DEBERES

Ignoro si a algunos padres modernos les dan un manual de cómo superarse en extravagancia en cada nueva etapa de crecimiento de su hijo o les sale natural. Primero había que dejar que el niño escuchase a su cuerpo. Si no quiere comer, no come. Si no quiere dormir, no duerme. Porque no se le puede limitar como persona. Después, a falta de un centro de enseñanza libre cercano al hogar familiar, tuvieron que conformarse con el cole de toda la vida. Clases y recreo. Qué simpleza. Soportaron la situación con resignada templanza, pese a que cada entrega de notas era un ataque a sus principios. Su pequeño, sometido a análisis. Capacidad lectora, aptitud para los números y coordinación calificados en un boletín. Traumatizante. La gota que colmó el vaso fueron los deberes. Eso sí que no.

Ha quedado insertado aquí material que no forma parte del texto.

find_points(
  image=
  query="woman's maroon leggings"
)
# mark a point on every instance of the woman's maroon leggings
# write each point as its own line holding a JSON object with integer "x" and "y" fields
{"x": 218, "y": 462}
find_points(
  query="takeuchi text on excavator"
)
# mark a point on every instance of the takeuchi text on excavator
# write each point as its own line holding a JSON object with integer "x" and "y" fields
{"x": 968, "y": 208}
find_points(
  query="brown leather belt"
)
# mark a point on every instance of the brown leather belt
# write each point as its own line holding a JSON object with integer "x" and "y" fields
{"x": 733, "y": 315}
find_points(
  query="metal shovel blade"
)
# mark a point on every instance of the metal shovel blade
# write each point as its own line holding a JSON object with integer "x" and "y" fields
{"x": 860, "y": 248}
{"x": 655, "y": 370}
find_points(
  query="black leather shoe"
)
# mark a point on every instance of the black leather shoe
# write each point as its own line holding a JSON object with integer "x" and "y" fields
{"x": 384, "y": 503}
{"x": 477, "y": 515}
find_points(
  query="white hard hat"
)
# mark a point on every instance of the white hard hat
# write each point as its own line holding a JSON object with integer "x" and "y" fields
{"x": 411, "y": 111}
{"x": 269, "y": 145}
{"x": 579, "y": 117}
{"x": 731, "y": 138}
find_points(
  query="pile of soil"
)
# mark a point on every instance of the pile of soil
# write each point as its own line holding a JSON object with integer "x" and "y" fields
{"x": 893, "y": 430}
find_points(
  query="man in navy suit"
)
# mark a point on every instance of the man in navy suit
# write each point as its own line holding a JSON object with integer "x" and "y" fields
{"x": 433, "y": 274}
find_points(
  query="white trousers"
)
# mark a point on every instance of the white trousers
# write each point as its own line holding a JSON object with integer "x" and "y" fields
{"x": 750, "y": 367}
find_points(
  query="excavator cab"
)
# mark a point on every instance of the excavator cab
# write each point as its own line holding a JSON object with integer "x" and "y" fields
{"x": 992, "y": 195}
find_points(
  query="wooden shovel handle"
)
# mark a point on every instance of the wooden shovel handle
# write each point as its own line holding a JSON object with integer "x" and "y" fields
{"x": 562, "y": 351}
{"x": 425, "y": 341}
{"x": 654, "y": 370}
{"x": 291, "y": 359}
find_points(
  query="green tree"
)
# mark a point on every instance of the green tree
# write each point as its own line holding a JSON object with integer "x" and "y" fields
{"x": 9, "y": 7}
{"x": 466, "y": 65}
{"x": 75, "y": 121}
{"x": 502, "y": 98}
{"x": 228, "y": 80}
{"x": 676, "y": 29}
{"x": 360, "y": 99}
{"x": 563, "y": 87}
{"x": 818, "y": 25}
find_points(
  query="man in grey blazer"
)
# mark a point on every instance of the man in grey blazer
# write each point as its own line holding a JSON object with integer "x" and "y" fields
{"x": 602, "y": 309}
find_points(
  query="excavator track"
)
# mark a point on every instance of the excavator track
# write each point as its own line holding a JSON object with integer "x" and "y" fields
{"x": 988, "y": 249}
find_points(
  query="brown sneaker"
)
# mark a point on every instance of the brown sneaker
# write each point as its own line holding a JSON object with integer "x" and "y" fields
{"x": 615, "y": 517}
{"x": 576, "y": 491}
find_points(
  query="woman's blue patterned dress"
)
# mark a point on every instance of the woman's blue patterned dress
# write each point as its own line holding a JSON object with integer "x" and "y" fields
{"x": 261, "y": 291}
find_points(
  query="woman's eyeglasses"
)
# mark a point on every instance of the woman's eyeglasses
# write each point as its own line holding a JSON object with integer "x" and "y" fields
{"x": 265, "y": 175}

Los niños tienen que jugar; bastante tiempo pasan encerrados en el aula, argumentan como si estuviesen hablando de campos de concentración

Los niños tienen que jugar; bastante tiempo pasan encerrados en el aula, argumentan con una afectación que parece que estuviesen hablando de campos de concentración en lugar de escuelas. Hacen sus cálculos. Cinco horas delante del profesor, tres de comidas y diez en la cama. Apenas les queda tiempo de ocio. No puede ser. Entienden las tareas como un castigo. O un ejemplo más del control que quieren ejercer sobre sus hijos; hasta fuera del colegio el ritmo lo marcan los profesores. Sirvientes de un sistema que pretende formar generaciones de clones sin personalidad, soldaditos que acatan normas y repiten a coro la tabla del seis, proclaman.

Aquello de que los deberes sirven para fijar los conocimientos les suena a cuento chino. La necesidad de que un chaval se enfrente en solitario a la tarea para descubrir si ha entendido la explicación del día solo puede ser una excusa para someterle al régimen educativo. Colocarle media hora delante del cuaderno no es más que una tortura. Enseñarle a que ejercite la memoria es como enseñarle un truco de magia. Ellos quieren niños intuitivos que no recuerden ni el nombre de su calle.

Como es comprensible, no están dispuestos a participar en semejante atropello. Nada de repasar mano a mano con el niño. Cosa que también tiene su parte positiva, no caen en la tentación de corregirle los fallos para que parezca que el crío es un experto en la materia. En eso coinciden con otros padres, menos modernos, pero sumados igualmente a la causa contra los deberes. Aunque en su caso todo apunta a que el problema no es de rechazo al sistema, sino de cansancio. El que les entra cada vez que su hijo les habla de dos trenes que viajan en sentidos enfrentados y tienen que encontrarse en la vía. Mejor llamar a la huelga de tareas que sacrificar el descanso. O que reconocer que no saben resolver el ejercicio.